Small-angle X-ray scattering (SAXS) has become a powerful technique over the last decades for studying biological macromolecules in solution with a nanometer-scaled resolution. The system of interest can be studied in its native conditions and need not be ordered as is the case for X-ray crystallography. Thanks to the development of high brilliance synchrotron sources and to the considerable progress realized on detectors, time-resolved SAXS (TR-SAXS) gives now access to dynamical processes occurring over a few milliseconds.


(Left) Synchrotron SOLEIL near Orsay. (Right) European Synchrotron Radiation Facility (ESRF) in Grenoble.


We develop algorithms that process the large amount of data generated by TR-SAXS experiments. For example, by constructing kinetic models that account for the self-assembly and disassembly of icosahedral viral capsids, we have identified the structure of long-lived intermediate species as well as the evolution of their concentration, consistently with spatio-temporal scattering measurements.

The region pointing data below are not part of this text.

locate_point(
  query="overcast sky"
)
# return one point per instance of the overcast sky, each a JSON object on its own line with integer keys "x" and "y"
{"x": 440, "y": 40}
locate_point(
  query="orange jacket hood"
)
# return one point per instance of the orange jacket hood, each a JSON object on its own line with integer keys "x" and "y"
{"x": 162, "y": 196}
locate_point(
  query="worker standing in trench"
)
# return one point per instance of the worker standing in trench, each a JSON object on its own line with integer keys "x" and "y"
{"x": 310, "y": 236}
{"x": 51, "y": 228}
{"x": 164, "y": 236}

Workflow for analysis and modeling of TR-SAXS data.


Preliminary kinetic data can be obtained in-house with our static light scattering setup coupled to a stopped-flow apparatus. The latter is a SFM-4000 model from Biologic equipped with four syringes and a hard-stop valve. Rapid mixing can be achieved in a few milliseconds. The scattered light intensity is collected at 90° with a photomultiplier tube. Time-resolved fluorescence and absorbance measurements can also be carried out at wavelengths comprised between 300 and 700 nm.

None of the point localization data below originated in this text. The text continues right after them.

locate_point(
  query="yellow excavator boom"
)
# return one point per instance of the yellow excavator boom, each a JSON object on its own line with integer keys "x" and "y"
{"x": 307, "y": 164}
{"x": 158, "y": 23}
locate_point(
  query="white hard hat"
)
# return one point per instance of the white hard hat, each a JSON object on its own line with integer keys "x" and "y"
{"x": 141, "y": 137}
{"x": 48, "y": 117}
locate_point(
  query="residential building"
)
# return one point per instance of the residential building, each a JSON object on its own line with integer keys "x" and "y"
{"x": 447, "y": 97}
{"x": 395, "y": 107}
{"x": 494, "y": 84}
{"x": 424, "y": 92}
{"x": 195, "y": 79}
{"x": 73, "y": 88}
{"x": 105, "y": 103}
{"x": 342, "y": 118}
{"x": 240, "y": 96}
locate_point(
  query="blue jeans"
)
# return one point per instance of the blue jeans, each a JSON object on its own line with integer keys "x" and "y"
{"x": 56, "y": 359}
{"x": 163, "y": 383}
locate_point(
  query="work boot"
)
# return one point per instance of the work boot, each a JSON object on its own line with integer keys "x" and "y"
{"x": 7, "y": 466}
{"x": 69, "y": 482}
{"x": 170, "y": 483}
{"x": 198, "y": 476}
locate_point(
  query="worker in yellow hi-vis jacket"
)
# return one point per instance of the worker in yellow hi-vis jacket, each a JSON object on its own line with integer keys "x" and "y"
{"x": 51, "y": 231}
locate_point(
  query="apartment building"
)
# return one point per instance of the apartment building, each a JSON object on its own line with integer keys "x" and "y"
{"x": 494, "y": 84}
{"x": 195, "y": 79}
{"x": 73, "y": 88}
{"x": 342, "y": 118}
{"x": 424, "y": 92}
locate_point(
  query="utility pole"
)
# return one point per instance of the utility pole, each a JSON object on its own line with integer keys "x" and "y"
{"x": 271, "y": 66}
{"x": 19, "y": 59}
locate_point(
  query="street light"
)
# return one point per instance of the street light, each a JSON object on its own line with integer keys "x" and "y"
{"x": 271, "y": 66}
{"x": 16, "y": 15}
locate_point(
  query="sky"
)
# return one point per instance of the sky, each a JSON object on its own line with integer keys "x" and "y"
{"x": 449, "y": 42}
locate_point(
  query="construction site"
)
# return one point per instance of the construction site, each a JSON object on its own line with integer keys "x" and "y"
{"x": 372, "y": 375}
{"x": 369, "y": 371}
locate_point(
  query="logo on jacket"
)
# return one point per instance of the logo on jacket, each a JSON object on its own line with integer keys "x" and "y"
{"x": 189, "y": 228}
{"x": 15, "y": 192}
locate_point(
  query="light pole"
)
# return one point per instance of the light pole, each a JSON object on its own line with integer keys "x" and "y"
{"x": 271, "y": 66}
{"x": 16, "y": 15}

Static light scattering setup coupled to a stopped-flow apparatus.

REFERENCES



M. CHEVREUIL, D. LAW-HINE, J. CHEN, S. BRESSANELLI, S. COMBET, D. CONSTANTIN, J. DEGROUARD, J. MÖLLER, M. ZEGHAL, G. TRESSET (2018) Nonequilibrium self-assembly dynamics of icosahedral viral capsids packaging genome or polyelectrolyte. Nat. Commun. 9 3071.

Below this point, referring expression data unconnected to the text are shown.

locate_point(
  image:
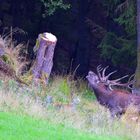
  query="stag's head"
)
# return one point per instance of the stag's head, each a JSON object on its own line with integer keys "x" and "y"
{"x": 96, "y": 79}
{"x": 93, "y": 78}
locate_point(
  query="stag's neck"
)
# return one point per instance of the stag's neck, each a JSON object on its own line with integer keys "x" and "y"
{"x": 101, "y": 91}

D. LAW-HINE, M. ZEGHAL, S. BRESSANELLI, D. CONSTANTIN, G. TRESSET (2016) Identification of a major intermediate along the self-assembly pathway of an icosahedral viral capsid by using an analytical model of a spherical patch. Soft Matter 12 6728-6736.


D. LAW-HINE, A. K. SAHOO, V. BAILLEUX, M. ZEGHAL, S. PREVOST, P. K. MAITI, S. BRESSANELLI, D. CONSTANTIN, G. TRESSET (2015) Reconstruction of the disassembly pathway of an icosahedral viral capsid and shape determination of two successive intermediates. J. Phys. Chem. Lett. 6 3471-3476.


G. TRESSET, C. LE COEUR, J.-F. BRYCHE, M. TATOU, M. ZEGHAL, A. CHARPILIENNE, D. PONCET, D. CONSTANTIN, S. BRESSANELLI (2013) Norovirus capsid proteins self-assemble through biphasic kinetics via long-lived stave-like intermediates. J. Am. Chem. Soc. 135 15373-15381.